A few decades afterwards, John was recruited to operate on a new challenge at Intel, establishing the USB, a thing he has worked on for several yrs. John’s get the job done on the USB has earned him numerous patents. His provider with the market consortium that worked on the USB (Intel and six other organizations) offered him expertise with technical leadership of sector requirements operating teams. He collaborated with top rated-notch computer system architects from across the market on USB hardware and software program, led workgroups, developed procedures all around fairness and voting, and extra. John has been privileged to lead to all generations of USB (they are up to USB4 now). John developed the hardware/program interfaces for the 1st two generations of USB host controller (UHCI and EHCI) and was the technical direct for the software stack for the very first commercially out there USB products and solutions centered on the UHCI. John also co-led the program crew establishing the USB compliance applications.

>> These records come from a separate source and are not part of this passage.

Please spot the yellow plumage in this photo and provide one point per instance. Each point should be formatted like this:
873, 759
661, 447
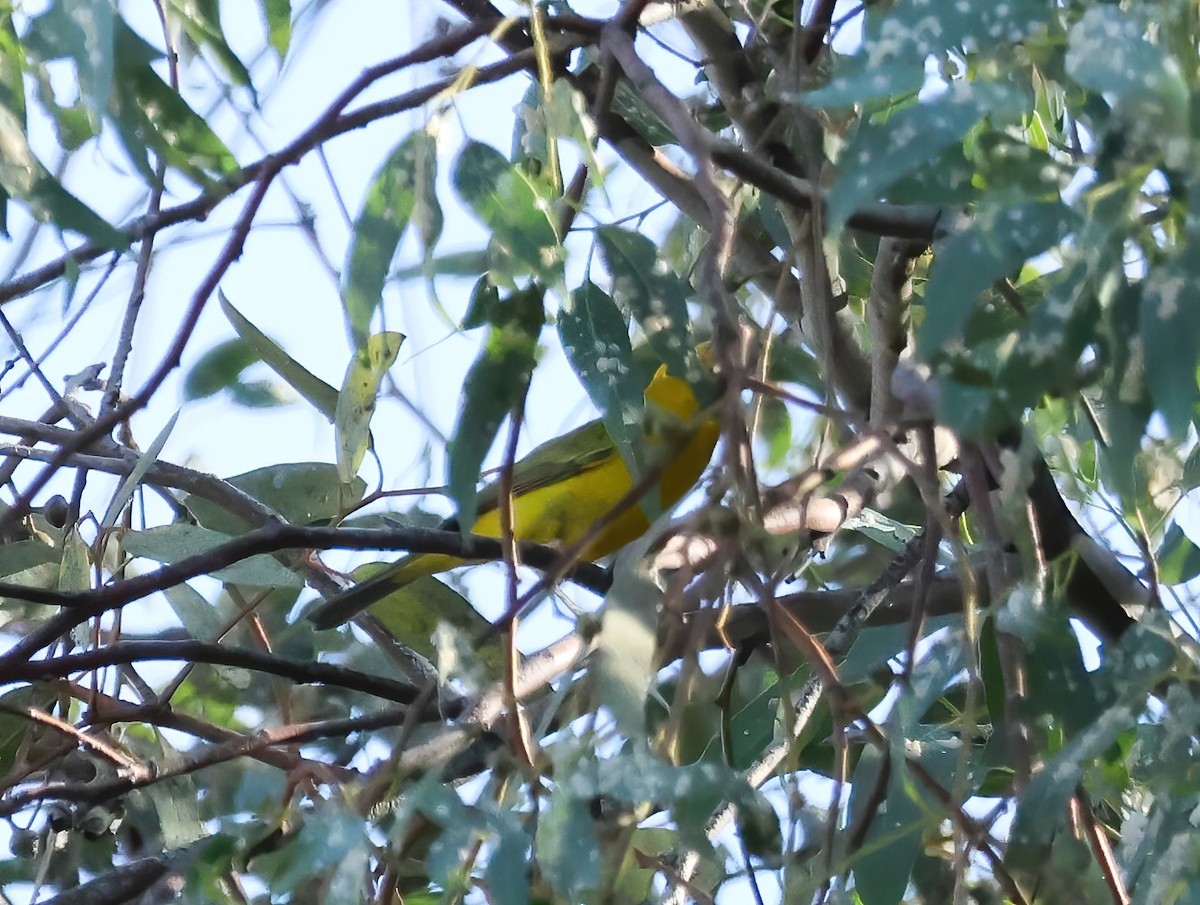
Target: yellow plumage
563, 486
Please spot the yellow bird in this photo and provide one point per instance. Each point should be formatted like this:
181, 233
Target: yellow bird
563, 486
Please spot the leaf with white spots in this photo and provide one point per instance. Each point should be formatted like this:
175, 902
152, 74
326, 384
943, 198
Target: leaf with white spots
595, 339
646, 286
883, 153
1170, 325
1108, 53
969, 262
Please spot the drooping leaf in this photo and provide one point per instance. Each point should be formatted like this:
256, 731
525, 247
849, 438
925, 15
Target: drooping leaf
277, 15
517, 210
219, 369
647, 287
1170, 324
1177, 557
567, 849
624, 667
496, 382
1109, 53
357, 400
319, 394
966, 263
202, 23
595, 339
150, 117
172, 543
301, 492
145, 461
379, 227
882, 153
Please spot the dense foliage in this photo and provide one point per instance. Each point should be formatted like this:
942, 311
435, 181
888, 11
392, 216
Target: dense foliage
924, 631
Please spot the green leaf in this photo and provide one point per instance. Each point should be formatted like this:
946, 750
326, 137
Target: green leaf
151, 117
966, 263
23, 177
1045, 798
319, 394
567, 847
301, 492
881, 153
219, 369
12, 66
277, 15
413, 612
357, 400
624, 667
1177, 557
328, 834
865, 77
883, 531
173, 543
1170, 324
646, 286
145, 460
496, 382
1146, 85
76, 564
517, 210
195, 612
202, 24
15, 726
508, 879
595, 340
893, 841
460, 263
21, 555
379, 227
83, 31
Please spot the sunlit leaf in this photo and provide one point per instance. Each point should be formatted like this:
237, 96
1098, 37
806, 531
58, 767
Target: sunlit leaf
385, 214
646, 287
595, 339
172, 543
357, 400
517, 210
496, 382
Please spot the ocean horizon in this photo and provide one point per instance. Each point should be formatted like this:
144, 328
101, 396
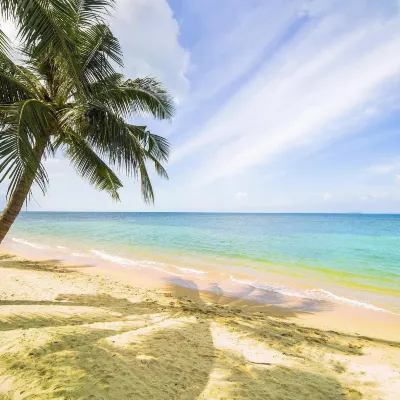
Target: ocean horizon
345, 257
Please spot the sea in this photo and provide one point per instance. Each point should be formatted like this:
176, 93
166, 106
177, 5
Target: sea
343, 258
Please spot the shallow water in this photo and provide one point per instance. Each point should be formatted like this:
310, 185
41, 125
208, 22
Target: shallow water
342, 257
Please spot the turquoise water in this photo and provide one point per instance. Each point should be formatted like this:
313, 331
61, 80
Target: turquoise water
358, 252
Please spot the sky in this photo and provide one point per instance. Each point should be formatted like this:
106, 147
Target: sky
289, 106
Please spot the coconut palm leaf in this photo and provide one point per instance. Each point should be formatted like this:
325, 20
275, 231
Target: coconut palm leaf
67, 95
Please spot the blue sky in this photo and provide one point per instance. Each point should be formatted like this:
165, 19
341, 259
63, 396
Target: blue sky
289, 106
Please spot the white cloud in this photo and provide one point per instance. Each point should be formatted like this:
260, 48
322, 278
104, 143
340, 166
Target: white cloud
379, 194
324, 80
149, 35
384, 168
10, 29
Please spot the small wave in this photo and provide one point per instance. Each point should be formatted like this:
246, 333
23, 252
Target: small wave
78, 255
191, 270
113, 258
31, 244
268, 288
321, 294
313, 294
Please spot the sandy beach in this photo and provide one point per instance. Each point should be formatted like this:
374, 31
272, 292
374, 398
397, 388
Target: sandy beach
75, 332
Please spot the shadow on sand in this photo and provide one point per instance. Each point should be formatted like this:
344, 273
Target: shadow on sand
103, 347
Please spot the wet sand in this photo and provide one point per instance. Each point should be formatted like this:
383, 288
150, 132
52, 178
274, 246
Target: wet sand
70, 332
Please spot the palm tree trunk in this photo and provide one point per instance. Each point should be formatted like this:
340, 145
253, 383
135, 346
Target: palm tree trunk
19, 196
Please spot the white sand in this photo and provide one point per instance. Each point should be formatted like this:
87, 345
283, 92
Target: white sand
65, 334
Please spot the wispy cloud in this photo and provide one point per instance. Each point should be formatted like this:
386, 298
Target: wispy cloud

He was the lead architect for Certified Wi-fi USB and developed the protocol architecture employed in the definition for Media-Agnostic USB. For USB 3., John authored the architecture chapter in the specification and transitioned to a mentor function for the technical workgroups and continues to participate in USB connected requirements actions.  

Now, John operates on enter/output (I/O) assignments as an I/O Architect for Intel. As a senior technical leader, he enjoys shelling out about a 3rd of his time mentoring junior engineers. When describing his colleagues and the jobs he operates on, he claims, “I simply cannot think I get compensated for carrying out this! It’s just exciting!” While John acknowledges the issues and finding out curves through the many years, he also carefully enjoys the system. He ponders the concept of teaching right after retirement in this industry that he enjoys so considerably.

When not operating, which is seldom, John enjoys paying out time with his spouse, Oregon Tech Civil Engineering alumna Kim Roske ‘85, and their collegiate son and daughter. He advises Oregon Tech students that “hard get the job done and integrity acquire you a extensive way in the marketplace.” He also describes that “every work that I have experienced in my job has been both instantly or indirectly attributed to alumni from OIT. Alums are incredibly significant!”

In recognition of his accomplishments establishing the USB, John was lately awarded the 2022 Scientific Accomplishment award at Oregon Tech. Congrats to John! We are very pleased to call you and your wife alumni of Oregon Tech.